TGIM
Weekdays as corporate monikers aren't just for chain restaurants like TGI Friday's or Ruby Tuesday anymore. PwC Consulting, which is expected to spin off from parent PricewaterhouseCoopers LLP this month, recently announced it will be named "Monday."
The move has garnered its share of criticism from those who associate Monday with the dread of returning to work. Lucy Kellaway of the Financial Times called it "beyond parody" in a June 17 column.
PwC, however, isn't wavering. "It's about making a fresh start," says spokesperson Sehra Eusufzai.
The new firm should at least be applauded for attempting to reset the name game, says Jay Jurisich of branding consultancy A Hundred Monkeys. "It takes a lot of guts for PwC to turn against the tide of phony names." He says made-up names, like Accenture, are "generally selected to appease people."

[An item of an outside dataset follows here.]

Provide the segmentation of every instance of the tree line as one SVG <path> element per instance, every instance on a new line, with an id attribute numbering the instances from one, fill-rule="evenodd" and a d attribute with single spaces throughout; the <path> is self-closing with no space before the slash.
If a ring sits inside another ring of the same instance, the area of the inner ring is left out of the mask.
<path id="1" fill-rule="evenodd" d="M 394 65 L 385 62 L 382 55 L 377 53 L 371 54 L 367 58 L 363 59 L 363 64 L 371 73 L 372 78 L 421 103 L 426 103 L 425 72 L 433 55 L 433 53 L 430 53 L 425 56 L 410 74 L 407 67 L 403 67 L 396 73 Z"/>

For its part, Accenture is just happy to have no association with Arthur Andersen anymore. It does, however, have an association with Monday. The rival IT consulting firm quickly registered www.moday.com in hopes of skimming some business from those who mistype the name. They're expecting plenty of hits on Monday morning. -- Joseph McCafferty
Financial Reporting
Sign of the Times?
Investors aren't the only ones swearing after news of WorldCom's woes. In June, furious at the widening corporate accountability scandal, the Securities and Exchange Commission ordered CFOs and CEOs at 945 companies to file sworn statements--starting this month--attesting to the truth of their most recent annual and quarterly reports.
So far, the order applies only to this year. But, says Douglas M. Hagerman of law firm Foley & Lardner, "a requirement to certify SEC filings under oath is a serious wake-up call to CEOs and CFOs everywhere."
The order, with its implied threat of perjury penalties, came just two weeks after the SEC proposed a broader but less onerous rule that all CEOs and CFOs sign each 10-Q and 10-K, certifying--but not swearing--that the report is correct and complete.
That rule--which is still on the table--poses less of a personal threat to CFOs, who are already required by the SEC to sign quarterly and annual reports. The SEC notes that the rule "creates a new legal obligation for [CFOs and CEOs], but does not change the standard of legal liability."
The question now is, will the SEC revert to the proposed certification rule next year? If so, just what would change for finance chiefs?
For starters, the SEC clearly hopes your boss will develop a keen appetite for finance minutiae. "The CEO is going to be in the CFO's office a lot more," speculates Hagerman.
"The SEC is trying to nail down the fact that signing a financial statement is a very intentional, solemn act," adds Stanley Sporkin, a retired judge and former head of the SEC's Division of Enforcement. The proposed certification rule, says Hagerman, would codify the Ninth Circuit Court's ruling in Howard v. Everex Systems Inc., which holds company officers responsible for the contents of documents they sign.
Clearly, the SEC is fed up with protestations of ignorance from officers like former Enron CEOs Jeffrey Skilling and Kenneth Lay. Forcing officers to sign their company's financial documents, says Sporkin, "is like pushing a dog's nose in his urine."
Perhaps. But will investors soothed by sworn oaths accept the simpler certification after the SEC's order expires? One SEC staffer, speaking anonymously, says of the certification rule, "I think it is window dressing. I don't know what it adds beyond [CEOs and CFOs] having to sign the 10-K." After Enron and WorldCom, investors, sick of seeing company officers taking oaths in front of Congress, might insist that they take them regularly in their offices instead. --Tim Reason
WorldCom
Accounting's Perfect Storm
WorldCom's revelation in June that it improperly allocated $3.9 billion in expenses during the past five quarters, or longer, set a low-water mark in the current tide of accounting scandals. Most likely it's not the lowest. And identifying the next scandal may simply be a process of wading through the risk factors.
Robert Simons, a professor at Harvard Business School, suggests that a confluence of events has created a climate in which accounting fraud isn't just possible, it's likely. This, he says, is accounting's perfect storm: the conjunction of unprecedented growth with inordinate incentive compensation, executive inexperience, and an extremely aggressive management culture. "Taken individually, some of these may be good news. But when they all come together, it's a disaster waiting to happen," says Simons, who has developed a Risk Exposure Calculator to gauge the degree of each factor.
There's no denying that many of these risk factors exist today. The intense growth of the late 1990s, coupled with investors' keen focus on profits, has placed a strain on many corporate officers. "As management comes under increasing pressure, a mentality develops of 'make the numbers at almost any cost,'" says Simons. At companies that didn't make the numbers, even by as little as a penny, the stock price tanked and put CEOs' and CFOs' jobs at risk, he adds.